Growing Conditions: Growing seasons, soil types, water and fertility requirements.
Chicories are cool season crops and grow best at 60–70°F, but can be planted in early spring as soon as the soil can be worked. Warmer conditions lead to strong bitterness. In warm climates, greater success can be had with late summer plantings that mature in the cool weather of late fall. Optimum growth occurs on well drained, fertile, high organic matter soils with a pH of 5.0–6.8. Endive and escarole are grown similarly to lettuce. Radicchio is less predictable and requires precise timing to head up, so trial several varieties each planting season to see which perform best in your location.

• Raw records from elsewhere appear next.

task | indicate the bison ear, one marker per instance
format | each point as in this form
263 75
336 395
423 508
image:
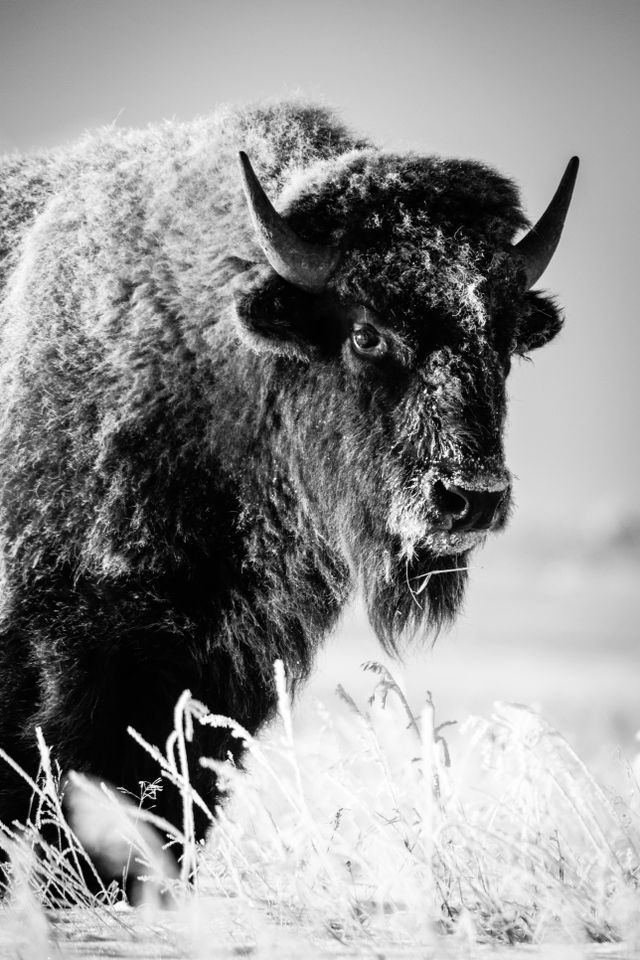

Dandelion can be grown throughout the season.
Pest Prevention: Organic solutions to common problems.
Chicory is not bothered by many pests. Keep evenly watered, provide adequate Calcium and avoid excessive Nitrogen and Phosphorus to prevent tipburn. Encourage beneficial insect activity by planting alyssum nearby to suppress aphid populations.
Harvest: Is it ready yet? When to harvest and how to store your garden produce.
Cut endive and escarole heads at the base when they reach full size. If desired, blanch endive and escarole by resting a plate or cone on the center of the head 3 days before harvest. Wash in cold water and store in the refrigerator to crisp up. Harvest radicchio by cutting at the base when heads have formed, remembering that a significant portion of plants may not head up depending on the timing of the planting. Harvest upright dandelion greens in bunches by cutting 1 inch above the crown to encourage regrowth.